There was a woman. Did the sahib ever hear of a plot that had not a woman in it? He went to the woman’s house. In hiding, I heard her sneer at him. I heard her mock him. I would have doubted him forever if I had heard her praise him, but she did not, and I knew him to be a true man.
Ours is more like the French than the British system; there is more intercourse between officer and non-commissioned officer and man. But Ranjoor Singh is a silent man, and we of his squadron, though we respected him, knew little of what was in his mind. When there began to be talk about his knowing German, and about his secrecy, and about his nights spent at her place, who could answer? We all knew he knew German.
There were printed pamphlets from God-knows-where, and letters from America, that made pretense at explanations; and there were spies who whispered. My voice, saying I had listened and seen and that I trusted, was as a quail’s note when the monsoon bursts. None heard. So that in the end I held my tongue. I even began to doubt.
Then a trooper of ours was murdered in the bazaar, and Ranjoor Singh’s servant disappeared. Within an hour Ranjoor Singh was gone, too.
Then came news of war. Then our officers came among us to ask whether we are willing or not to take a hand in this great quarrel.
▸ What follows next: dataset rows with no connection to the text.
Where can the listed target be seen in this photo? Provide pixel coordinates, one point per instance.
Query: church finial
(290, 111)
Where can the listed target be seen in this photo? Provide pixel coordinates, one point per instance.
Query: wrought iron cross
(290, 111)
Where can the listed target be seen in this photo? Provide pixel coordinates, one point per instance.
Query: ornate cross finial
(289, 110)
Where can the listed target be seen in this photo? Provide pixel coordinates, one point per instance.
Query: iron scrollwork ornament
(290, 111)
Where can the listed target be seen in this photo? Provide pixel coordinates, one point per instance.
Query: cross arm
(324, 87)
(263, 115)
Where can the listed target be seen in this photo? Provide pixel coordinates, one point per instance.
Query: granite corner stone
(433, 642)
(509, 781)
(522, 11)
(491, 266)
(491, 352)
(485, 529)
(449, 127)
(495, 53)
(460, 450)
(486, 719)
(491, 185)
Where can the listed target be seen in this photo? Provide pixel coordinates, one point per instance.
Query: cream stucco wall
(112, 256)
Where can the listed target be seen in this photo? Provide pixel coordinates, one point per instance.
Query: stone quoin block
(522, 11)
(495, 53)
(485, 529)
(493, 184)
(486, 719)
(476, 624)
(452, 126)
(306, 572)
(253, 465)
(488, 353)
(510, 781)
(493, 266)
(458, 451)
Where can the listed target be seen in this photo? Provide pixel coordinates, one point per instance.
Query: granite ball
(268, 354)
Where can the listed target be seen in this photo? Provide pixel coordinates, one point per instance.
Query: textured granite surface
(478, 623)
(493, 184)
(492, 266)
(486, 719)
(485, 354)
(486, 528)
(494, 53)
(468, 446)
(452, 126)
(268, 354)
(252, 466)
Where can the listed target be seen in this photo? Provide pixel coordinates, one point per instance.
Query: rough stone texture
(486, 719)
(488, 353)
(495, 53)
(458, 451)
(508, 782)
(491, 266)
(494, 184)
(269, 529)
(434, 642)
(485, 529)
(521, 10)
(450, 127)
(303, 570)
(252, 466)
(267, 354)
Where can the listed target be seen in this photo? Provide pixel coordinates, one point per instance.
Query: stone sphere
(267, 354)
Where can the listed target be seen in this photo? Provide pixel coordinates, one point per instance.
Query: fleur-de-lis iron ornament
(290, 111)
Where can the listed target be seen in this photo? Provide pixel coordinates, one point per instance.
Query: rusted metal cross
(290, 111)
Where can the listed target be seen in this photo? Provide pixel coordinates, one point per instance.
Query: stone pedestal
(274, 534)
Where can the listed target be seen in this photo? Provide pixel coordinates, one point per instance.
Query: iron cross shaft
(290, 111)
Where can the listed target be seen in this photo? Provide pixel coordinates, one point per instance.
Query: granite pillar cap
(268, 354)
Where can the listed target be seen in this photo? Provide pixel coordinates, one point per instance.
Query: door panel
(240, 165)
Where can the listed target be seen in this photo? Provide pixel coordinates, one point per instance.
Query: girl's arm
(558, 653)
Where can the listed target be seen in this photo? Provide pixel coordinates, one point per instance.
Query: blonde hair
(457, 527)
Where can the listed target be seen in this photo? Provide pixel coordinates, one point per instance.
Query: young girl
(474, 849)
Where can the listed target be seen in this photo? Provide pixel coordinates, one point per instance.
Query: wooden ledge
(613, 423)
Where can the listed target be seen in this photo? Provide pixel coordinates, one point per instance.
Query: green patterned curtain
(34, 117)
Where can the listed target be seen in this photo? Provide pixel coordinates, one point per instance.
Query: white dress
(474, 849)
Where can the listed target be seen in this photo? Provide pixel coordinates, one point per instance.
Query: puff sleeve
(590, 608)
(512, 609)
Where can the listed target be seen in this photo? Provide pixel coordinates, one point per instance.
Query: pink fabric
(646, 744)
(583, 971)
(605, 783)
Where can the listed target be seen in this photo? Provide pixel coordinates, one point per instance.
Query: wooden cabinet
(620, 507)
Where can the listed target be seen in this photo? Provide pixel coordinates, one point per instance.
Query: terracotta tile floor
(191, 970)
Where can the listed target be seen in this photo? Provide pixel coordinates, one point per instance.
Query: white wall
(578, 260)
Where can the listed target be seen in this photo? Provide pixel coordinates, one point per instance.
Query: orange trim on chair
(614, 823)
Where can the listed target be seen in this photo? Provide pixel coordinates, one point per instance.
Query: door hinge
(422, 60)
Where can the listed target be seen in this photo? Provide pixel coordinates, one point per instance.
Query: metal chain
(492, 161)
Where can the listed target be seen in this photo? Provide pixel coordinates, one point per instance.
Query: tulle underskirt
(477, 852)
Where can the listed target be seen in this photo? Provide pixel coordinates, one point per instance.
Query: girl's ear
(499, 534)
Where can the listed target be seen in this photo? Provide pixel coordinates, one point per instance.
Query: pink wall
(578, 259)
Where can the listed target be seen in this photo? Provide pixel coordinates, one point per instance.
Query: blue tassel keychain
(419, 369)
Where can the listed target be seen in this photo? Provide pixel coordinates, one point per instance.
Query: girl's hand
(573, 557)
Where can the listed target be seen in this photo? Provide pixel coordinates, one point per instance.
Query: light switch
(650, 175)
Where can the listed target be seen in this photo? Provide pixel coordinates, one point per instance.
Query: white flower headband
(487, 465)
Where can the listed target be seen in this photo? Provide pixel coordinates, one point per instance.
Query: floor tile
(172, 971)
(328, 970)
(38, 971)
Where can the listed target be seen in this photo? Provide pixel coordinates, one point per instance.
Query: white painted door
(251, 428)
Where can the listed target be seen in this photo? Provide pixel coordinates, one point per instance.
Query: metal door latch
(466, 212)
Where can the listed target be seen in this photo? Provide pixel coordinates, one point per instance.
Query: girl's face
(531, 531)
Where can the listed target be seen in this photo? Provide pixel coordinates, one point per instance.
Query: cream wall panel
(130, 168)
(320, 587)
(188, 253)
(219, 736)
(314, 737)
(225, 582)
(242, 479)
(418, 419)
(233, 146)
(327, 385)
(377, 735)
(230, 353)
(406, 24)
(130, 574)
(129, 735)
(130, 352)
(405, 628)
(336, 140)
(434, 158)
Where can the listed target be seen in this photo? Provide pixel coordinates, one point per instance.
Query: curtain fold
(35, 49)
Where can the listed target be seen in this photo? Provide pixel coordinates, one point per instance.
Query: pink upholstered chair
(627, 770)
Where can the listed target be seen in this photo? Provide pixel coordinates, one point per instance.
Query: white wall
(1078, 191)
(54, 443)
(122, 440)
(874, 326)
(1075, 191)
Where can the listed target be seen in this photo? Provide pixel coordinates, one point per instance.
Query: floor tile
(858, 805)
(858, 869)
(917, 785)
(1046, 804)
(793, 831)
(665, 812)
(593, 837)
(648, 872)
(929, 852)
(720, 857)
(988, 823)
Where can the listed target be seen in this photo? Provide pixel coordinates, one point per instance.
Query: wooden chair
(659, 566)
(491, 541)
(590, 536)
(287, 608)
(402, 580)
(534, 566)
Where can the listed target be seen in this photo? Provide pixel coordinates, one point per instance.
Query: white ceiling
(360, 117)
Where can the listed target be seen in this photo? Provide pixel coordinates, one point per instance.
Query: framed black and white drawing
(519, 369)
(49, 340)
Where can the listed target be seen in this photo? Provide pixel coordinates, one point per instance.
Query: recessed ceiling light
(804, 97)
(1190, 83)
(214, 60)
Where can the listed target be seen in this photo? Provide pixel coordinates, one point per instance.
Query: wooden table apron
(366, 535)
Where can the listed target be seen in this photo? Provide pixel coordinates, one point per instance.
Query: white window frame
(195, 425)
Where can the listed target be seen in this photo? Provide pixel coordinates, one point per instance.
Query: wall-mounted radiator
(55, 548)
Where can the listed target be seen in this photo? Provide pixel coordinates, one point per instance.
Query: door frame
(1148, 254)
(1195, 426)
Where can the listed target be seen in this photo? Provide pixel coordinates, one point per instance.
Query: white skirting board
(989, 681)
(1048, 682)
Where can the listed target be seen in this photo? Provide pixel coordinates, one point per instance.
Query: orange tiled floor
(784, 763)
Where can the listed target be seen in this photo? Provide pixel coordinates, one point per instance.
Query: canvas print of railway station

Perhaps in that hour if they had not asked us we might have judged that we and they were not one after all.
But they did ask, and let a man, an arrow, and an answer each go straight, say we. Our Guru tells us Sikhs should fight ever on the side of the oppressed; the weaker the oppressed, the more the reason for our taking part with them. Our officers made no secret about the strength of the enemy, and we made none with them of our feeling in the matter. They were proud men that day. Colonel Kirby was a very proud man. We were prouder than he, except when we thought of Ranjoor Singh.
Then, as it were out of the night itself, there came a message by word of mouth from Ranjoor Singh saying he will be with us before the blood shall run. We were overjoyed at that, and talked about it far into the night; yet when dawn had come doubt again had hold of us, and I think I was the only Sikh in the regiment ready to swear to his integrity. Once, at least a squadron of us had loved him to the death because we thought him an example of Sikh honor. Now only I and our British officers believed in him.
We are light cavalry. We were first of all the Indian regiments to ride out of Delhi and entrain at a station down the line. That was an honor, and the other squadrons rode gaily, but D Squadron hung its head. I heard men muttering in the ranks and some I rebuked to silence, but my rebukes lightened no man’s heart. In place of Ranjoor Singh rode Captain Fellowes, promoted from another squadron, and noticing our lack of spirit, he did his best to inspire us with fine words and manly bearing; but we felt ashamed that our own Sikh major was not leading us, and did not respond to encouragement.